La réaction du CVAR intervient après une cérémonie de recueillement organisée ce jeudi 8 janvier 2026 au stade de l’Unité de Goma. L’événement, initié par l’AFC/M23, visait à honorer la mémoire des personnes ayant perdu la vie lors des bombardements survenus le 2 janvier à Masisi-Centre. Au total, 22 cercueils ont été exposés sur la pelouse du stade, en présence des familles endeuillées, de plusieurs autorités locales et de nombreux habitants de la ville.
Dans son communiqué, le Collectif dit s’interroger avec force sur la cohérence d’une telle initiative. Il questionne notamment l'absence de cérémonies similaires pour les victimes de Kishishi, Binza, Bukombo, Tongo, Sake, Mweso, Bweremana, Makobola, Uvira, et d’autres localités qui, selon lui, ont également été frappées par des violences imputées au M23-RDF.

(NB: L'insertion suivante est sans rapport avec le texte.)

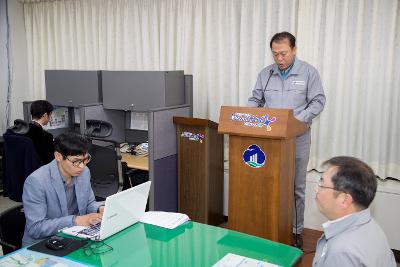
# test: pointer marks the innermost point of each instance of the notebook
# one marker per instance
(121, 210)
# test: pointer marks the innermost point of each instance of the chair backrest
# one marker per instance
(12, 226)
(105, 169)
(20, 160)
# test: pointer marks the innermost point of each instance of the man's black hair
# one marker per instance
(41, 107)
(355, 178)
(71, 144)
(280, 36)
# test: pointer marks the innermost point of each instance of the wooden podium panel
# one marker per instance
(200, 170)
(261, 199)
(262, 145)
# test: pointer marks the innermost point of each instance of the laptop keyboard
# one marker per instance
(92, 230)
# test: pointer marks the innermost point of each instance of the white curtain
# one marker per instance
(225, 43)
(4, 66)
(355, 46)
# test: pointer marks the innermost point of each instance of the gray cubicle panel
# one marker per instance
(142, 90)
(96, 112)
(72, 88)
(71, 124)
(163, 157)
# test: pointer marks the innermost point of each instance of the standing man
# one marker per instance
(42, 140)
(351, 236)
(59, 194)
(293, 84)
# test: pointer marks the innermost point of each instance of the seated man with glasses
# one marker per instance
(59, 194)
(351, 236)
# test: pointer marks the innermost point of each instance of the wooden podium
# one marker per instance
(200, 170)
(262, 145)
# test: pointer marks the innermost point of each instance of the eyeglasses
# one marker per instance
(96, 247)
(77, 163)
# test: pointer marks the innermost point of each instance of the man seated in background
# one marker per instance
(42, 140)
(59, 194)
(351, 236)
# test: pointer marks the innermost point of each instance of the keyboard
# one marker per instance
(92, 230)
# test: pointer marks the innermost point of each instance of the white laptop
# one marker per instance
(121, 210)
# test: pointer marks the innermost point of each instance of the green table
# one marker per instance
(191, 244)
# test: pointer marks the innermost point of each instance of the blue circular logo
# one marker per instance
(254, 156)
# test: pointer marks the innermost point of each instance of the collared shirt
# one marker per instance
(356, 240)
(301, 90)
(72, 204)
(285, 73)
(328, 223)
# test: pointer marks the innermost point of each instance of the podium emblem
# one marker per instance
(253, 120)
(254, 156)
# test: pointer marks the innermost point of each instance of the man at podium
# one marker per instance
(294, 84)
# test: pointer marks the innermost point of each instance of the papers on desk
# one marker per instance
(163, 219)
(233, 260)
(31, 258)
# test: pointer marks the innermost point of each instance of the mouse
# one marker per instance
(55, 243)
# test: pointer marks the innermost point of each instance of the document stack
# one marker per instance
(169, 220)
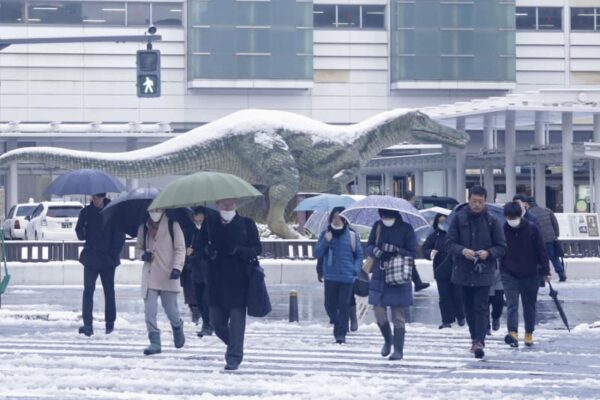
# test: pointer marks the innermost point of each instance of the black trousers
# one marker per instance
(107, 277)
(451, 301)
(230, 327)
(337, 305)
(476, 307)
(201, 291)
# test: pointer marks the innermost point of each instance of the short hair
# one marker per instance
(478, 191)
(512, 209)
(520, 197)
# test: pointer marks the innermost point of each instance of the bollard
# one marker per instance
(294, 306)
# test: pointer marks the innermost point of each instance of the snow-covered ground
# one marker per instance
(42, 357)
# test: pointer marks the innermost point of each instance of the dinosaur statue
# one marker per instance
(282, 151)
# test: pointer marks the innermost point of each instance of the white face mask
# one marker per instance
(155, 215)
(227, 215)
(513, 223)
(388, 221)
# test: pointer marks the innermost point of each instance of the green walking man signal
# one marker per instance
(148, 73)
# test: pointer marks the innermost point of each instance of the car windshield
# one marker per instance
(63, 211)
(24, 211)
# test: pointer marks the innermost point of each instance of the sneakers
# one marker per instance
(528, 339)
(512, 339)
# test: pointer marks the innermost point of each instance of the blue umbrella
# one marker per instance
(84, 181)
(364, 212)
(495, 210)
(324, 202)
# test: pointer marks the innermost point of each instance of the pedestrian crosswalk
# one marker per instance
(291, 361)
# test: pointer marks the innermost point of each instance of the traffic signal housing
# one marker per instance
(148, 73)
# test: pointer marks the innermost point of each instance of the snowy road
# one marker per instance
(42, 357)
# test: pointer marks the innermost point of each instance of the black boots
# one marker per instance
(398, 353)
(386, 332)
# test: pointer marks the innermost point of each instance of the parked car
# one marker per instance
(54, 220)
(423, 202)
(16, 222)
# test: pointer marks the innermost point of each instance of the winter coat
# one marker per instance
(547, 223)
(103, 245)
(402, 235)
(476, 232)
(526, 255)
(167, 254)
(236, 244)
(442, 262)
(340, 263)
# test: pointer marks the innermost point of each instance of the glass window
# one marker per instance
(373, 17)
(324, 16)
(348, 17)
(526, 17)
(103, 13)
(549, 18)
(138, 14)
(164, 14)
(582, 19)
(24, 211)
(63, 211)
(54, 13)
(12, 12)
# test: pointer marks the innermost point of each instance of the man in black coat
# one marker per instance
(476, 241)
(101, 255)
(232, 243)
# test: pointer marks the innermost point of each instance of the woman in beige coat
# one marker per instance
(161, 245)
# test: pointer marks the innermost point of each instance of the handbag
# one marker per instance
(398, 270)
(259, 303)
(370, 260)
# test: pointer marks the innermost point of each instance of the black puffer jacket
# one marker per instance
(476, 232)
(103, 244)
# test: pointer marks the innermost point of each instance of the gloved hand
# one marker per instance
(390, 248)
(175, 274)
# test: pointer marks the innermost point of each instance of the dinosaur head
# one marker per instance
(425, 129)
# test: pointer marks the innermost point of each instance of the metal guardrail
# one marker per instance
(38, 251)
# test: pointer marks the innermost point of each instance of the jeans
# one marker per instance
(527, 288)
(169, 303)
(337, 305)
(230, 327)
(107, 277)
(201, 291)
(451, 302)
(554, 259)
(476, 307)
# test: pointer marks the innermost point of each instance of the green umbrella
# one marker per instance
(203, 187)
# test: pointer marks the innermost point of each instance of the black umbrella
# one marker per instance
(554, 294)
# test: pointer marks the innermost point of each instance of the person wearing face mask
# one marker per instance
(341, 253)
(434, 248)
(390, 236)
(100, 257)
(161, 245)
(231, 245)
(520, 273)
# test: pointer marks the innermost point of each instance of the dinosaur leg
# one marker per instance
(279, 197)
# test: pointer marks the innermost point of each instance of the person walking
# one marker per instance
(434, 248)
(161, 245)
(550, 233)
(475, 241)
(390, 237)
(521, 276)
(101, 255)
(199, 263)
(341, 253)
(231, 245)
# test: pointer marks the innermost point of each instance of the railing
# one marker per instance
(38, 251)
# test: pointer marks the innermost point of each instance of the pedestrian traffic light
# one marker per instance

Le CVAR dénonce ce qu’il appelle une contradiction majeure : « Comment des bourreaux peuvent-ils se transformer en organisateurs de deuils de leurs victimes, alors qu'ils sont les auteurs directs des tueries, jetant les corps des innocents dans les morgues après les avoir abattus ? » estime l’organisation, qui parle d’une « moquerie insupportable » et d’une « violation flagrante des droits humains ».
L’organisation de défense des droits humains condamne avec fermeté ce qu’elle considère comme « un simulacre de compassion » et une tentative de manipulation visant à légitimer les crimes commis. Elle affirme vouloir que « le monde entier soit pris à témoin » face à ces pratiques jugées « barbares ».
Le Collectif appelle enfin les organisations nationales et internationales, ainsi que toutes les institutions engagées dans la défense des droits humains et la justice, à agir rapidement pour que les responsables répondent de leurs actes. Pour le CVAR, la mémoire des victimes exige « vérité, justice et réparation », et « aucun bourreau ne peut se substituer aux familles et aux communautés qu'il a détruites ».